Spatial Autocorrelation Concepts

Sergio Rey

2/28/23

Outline

Concepts and Issues
Null and Alternative Hypotheses
Spatial Autocorrelation Tests

Concepts and Issues

Spatial Dependence

There is no question with respect to emergent geospatial science. The important harbingers were Geary’s article on spatial autocorrelation, Dacey’s paper about two- and K-color maps, and that of Bachi on geographic series.

– Berry, Griifth, Tiefelsdorf (2008)

Spatial Dependence

Working Concept

what happens at one place depends on events in nearby places
all things are related but nearby things are more related than distant things (Tobler)
central focus in lattice data analysis

Goodchild 1991

a world without positive spatial dependence would be an impossible world
impossible to describe
impossible to live in
hell is a place with no spatial dependence

Spatial Dependence

Categorizing

Type: Substantive versus nuisance
Direction: Positive versus negative

Issues

Time versus space
Inference

Substantive Spatial Dependence

Process Based

Part of the process under study
Leaving it out
- Incomplete understanding
- Biased inferences

Nuisance Spatial Dependence

Not Process Based

Artifact of data collection
Process boundaries not matching data boundaries
Scattering across pixels
GIS induced

Boundary

Boundary Mismatch

Even if \(A\) and \(B\) are independent
\(A'\) and \(B'\) will be dependent

Nusiance vs. Substantive Dependence

Issues

Not always easy to differentiate from substantive
Different implications for each type
Specification strategies (Econometrics)
Both can be operating jointly

Space versus Time

Temporal Dependence

Past influences the future
Recursive
One dimension

Space versus Time

Spatial Dependence

Multi-directional
Simultaneous

Terminology

Related Concepts

Spatial Dependence
Spatial Autocorrelation
Spatial Association

Spatial Dependence

Distributional Characteristic

Multivariate density function
difficult/impossible to verify empirically

Dependent Distribution

does not factor in marginal densities

Spatial Autocorrelation

Auto = same variable
Correlation = scaled covariance
Spatial - geographic pattern to the correlation

Spatial Autocorrelation

Measurement of Moment of Distribution

off-diagonal elements of variance-covariance matrix
autocovariance
\(C[y_i,y_j] \ne 0 \ \forall i\ne j\)
can be estimated

Spatial Autocorrelation Coefficient

significance test on coefficient = 0

Spatial Autocorrelation

Joint multivariate distribution function \[f(y) = \frac{ \exp\left[ -\frac{1}{2} (y-\mu)' \Sigma^{-1} (y-\mu) \right]} {\sqrt{(2\pi)^n|\Sigma|}}\]

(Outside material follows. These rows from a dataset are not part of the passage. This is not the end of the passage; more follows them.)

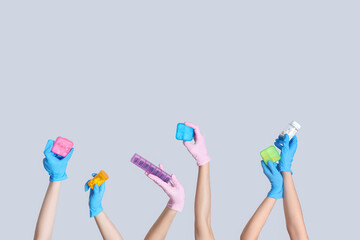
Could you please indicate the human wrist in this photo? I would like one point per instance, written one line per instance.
(95, 211)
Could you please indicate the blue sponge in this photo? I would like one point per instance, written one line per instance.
(184, 132)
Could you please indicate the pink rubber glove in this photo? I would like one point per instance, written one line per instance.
(173, 189)
(198, 149)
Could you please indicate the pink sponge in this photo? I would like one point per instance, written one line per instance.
(62, 146)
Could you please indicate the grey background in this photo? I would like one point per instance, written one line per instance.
(116, 77)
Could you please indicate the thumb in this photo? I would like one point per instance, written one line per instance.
(87, 186)
(189, 145)
(175, 180)
(96, 188)
(158, 181)
(67, 158)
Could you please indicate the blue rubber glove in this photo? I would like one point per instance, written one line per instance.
(54, 164)
(272, 172)
(95, 197)
(288, 149)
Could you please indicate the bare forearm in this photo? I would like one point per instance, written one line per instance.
(203, 195)
(162, 225)
(294, 218)
(203, 228)
(257, 221)
(106, 227)
(46, 220)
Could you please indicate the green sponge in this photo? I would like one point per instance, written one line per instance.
(270, 153)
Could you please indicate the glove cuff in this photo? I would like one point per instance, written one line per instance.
(203, 160)
(175, 206)
(275, 195)
(58, 178)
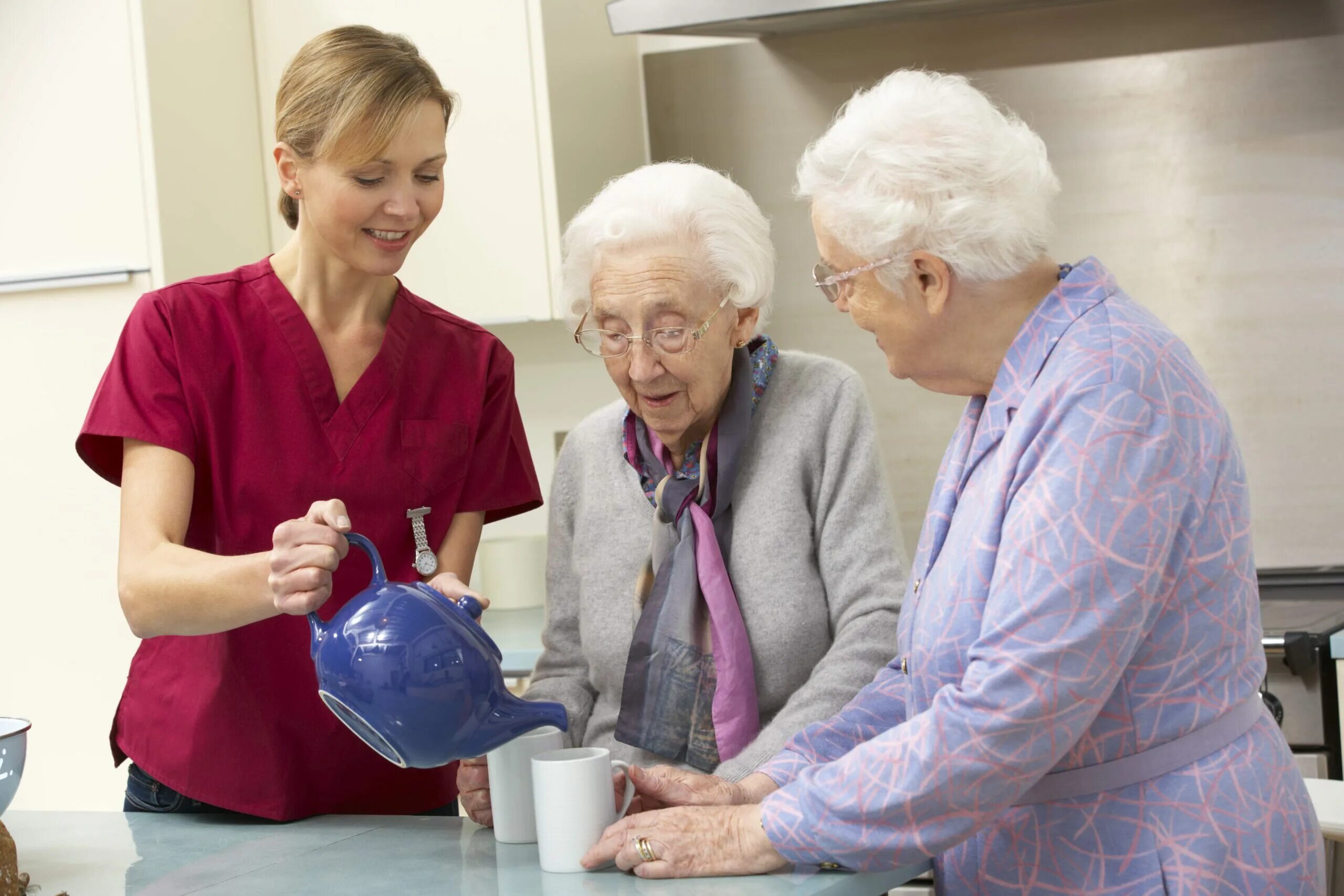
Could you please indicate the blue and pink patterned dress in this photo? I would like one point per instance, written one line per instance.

Variance-Covariance Matrix

\[\Sigma= \left[ \begin{array}{rrrr} \sigma_{1,1}&\sigma_{1,2}&\ldots&\sigma_{1,n}\\ \sigma_{2,1}&\sigma_{2,2}&\ldots&\sigma_{2,n}\\ \vdots&\vdots&\ddots&\vdots\\ \sigma_{n,1}&\sigma_{n,2}&\ldots&\sigma_{n,n} \end{array} \right]\]

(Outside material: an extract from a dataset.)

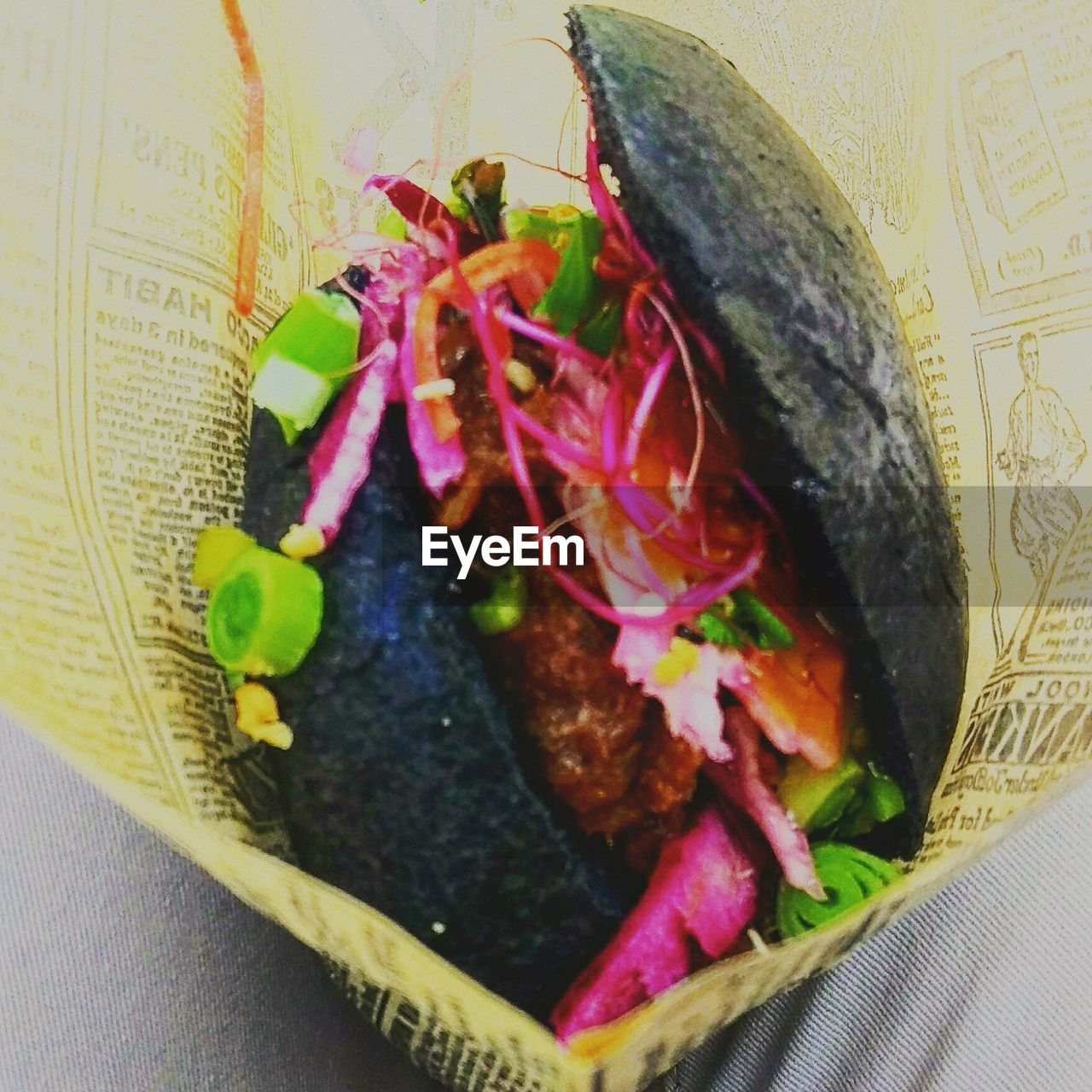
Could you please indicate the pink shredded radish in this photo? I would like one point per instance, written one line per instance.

covariance: \(\sigma_{i,j} = E[(y_i - \mu_i)(y_j-\mu_j) ]\)
symmetry: \(\sigma_{i,j} =\sigma_{i,j}\)
variance: \(\sigma_{i,i} = E[(y_i - \mu_i)(y_i-\mu_i) ]\)

Correlation

\[\rho_{ij} = \frac{\sigma_{ij}}{\sqrt{\sigma_{i}^2}\sqrt{\sigma_{j}^2}}\] \[-1.0 \le \rho_{ij} \le 1.0\]

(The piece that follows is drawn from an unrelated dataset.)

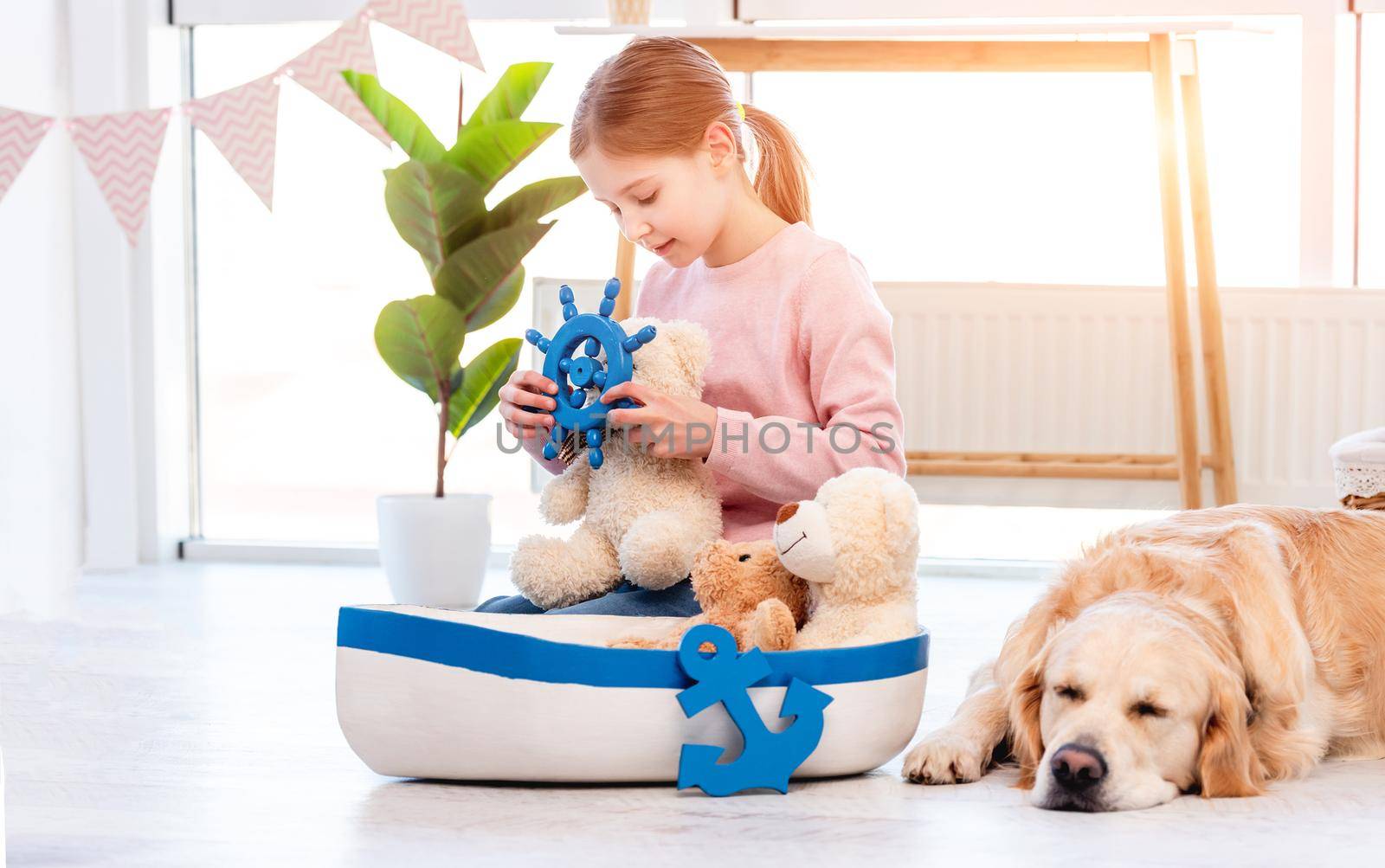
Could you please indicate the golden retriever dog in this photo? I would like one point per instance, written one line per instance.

Data Types and Autocorrelation

Point Data

focus on geometric pattern
random vs. nonrandom
clustered vs. uniform

Geostatistics

2-D modeling of spatial covariance (pairs of observations in function of distance)
kriging, spatial prediction

Data Types and Autocorrelation

Lattice Data

areal units: states, counties, census tracts, watersheds
points: centroids of areal units
focus on the spatial nonrandomness of attribute values

Spatial Association

Not a Rigorously Defined Term

Usually the same as spatial autocorrelation
often used in non-technical discussion
avoid unless meaning is clear

Spatial Dependence

Good News (for geographers)

Space matters
Suggestive of underlying process

Bad news

invalidates random sampling assumption
necessitates new methods = spatial statistics and spatial econometrics

Spatial Dependence: Implications

The specific process we are simulating is as follows:\[\begin{aligned} \label{eq:simdgp}y&=&X\beta + \epsilon \\ \nonumber\epsilon &=& \lambda W \epsilon + \nu \end{aligned}\] where \(\nu^{\sim}N(0,\sigma^{2}I)\), \(\lambda\) is a spatial autocorrelation parameter (scalar) and \(W\) is a spatial weights matrix. If \(\lambda=0\) then the \(i.i.d.\) assumption holds, otherwise there is spatial dependence.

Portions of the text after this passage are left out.